O fã de Garrincha fica mordendo os lábios, até falar irritado:

– O que o Garrincha não tinha mesmo, e o Pelé tem de sobra, é talento para auto-promoção! Aliás, Garrincha era quase um aleijado, um exemplo de superação, um operário pobre que chegou aonde chegou.

– É, chegou a um fim de carreira triste, alcoólatra, desfilando sentado, inchado e abobalhado num carnaval, homenageado pela escola de samba mas parecendo a própria imagem da decadência. Enquanto isso, o Pelé levava e leva uma boa imagem do Brasil para o mundo. E também começou pobre, foi engraxate, mas nunca deixou a fama subir à cabeça, morou na pensão dos jogadores solteiros do Santos até casar, mesmo já famoso e rico.

O fã de Garrincha rebate:

– É, o Pelé é mestre em relações públicas. Mas e a filha que ele renegou?

O fã de Pelé ri.

– E o Garrincha?
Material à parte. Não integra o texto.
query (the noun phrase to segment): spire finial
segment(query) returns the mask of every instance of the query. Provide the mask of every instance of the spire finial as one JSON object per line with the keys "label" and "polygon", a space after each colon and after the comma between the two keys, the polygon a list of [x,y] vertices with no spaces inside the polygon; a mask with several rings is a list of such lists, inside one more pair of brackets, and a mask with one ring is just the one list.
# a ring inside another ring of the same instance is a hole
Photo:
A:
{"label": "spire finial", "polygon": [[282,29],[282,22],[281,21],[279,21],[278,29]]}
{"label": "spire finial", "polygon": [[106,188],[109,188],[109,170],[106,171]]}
Fez filho até na Suécia, e deixou sete filhas para se casar com uma cantora!

– Melhor do que dar vexame como cantor, como fez o Pelé.

– Que tem um filho drogado!

– Mas não vai morrer de cirrose como o Garrincha...

Os dois se calam, pensando em novos golpes, aí alguém diz que ninguém é perfeito, Garrincha tinha suas qualidades e seus defeitos, como Pelé tem.

– Se a gente pudesse juntar só as qualidades dos dois num jogador, seria o Pelincha, ou o Garrinché, né... O próprio nome já seria feio... E não ia dar certo, porque ele receberia a bola de um zagueiro, antes do meio do campo, como fazia o Pelé, daí botaria o pé em cima da bola, como fazia o Garrincha, e ficaria esperando os marcadores. Ia ser massacrado.

Os dois fãs ficam pensando, acabam concordando entre resmungos, é, pois é, é isso aí.

– Nunca mais vai nascer alguém como o Pelé nem como o Garrincha, nem como eu nem como qualquer Zé Ninguém.

É verdade, concordam os dois fãs, e voltam a olhar a tevê: enquanto discutiam, estavam perdendo o jogo.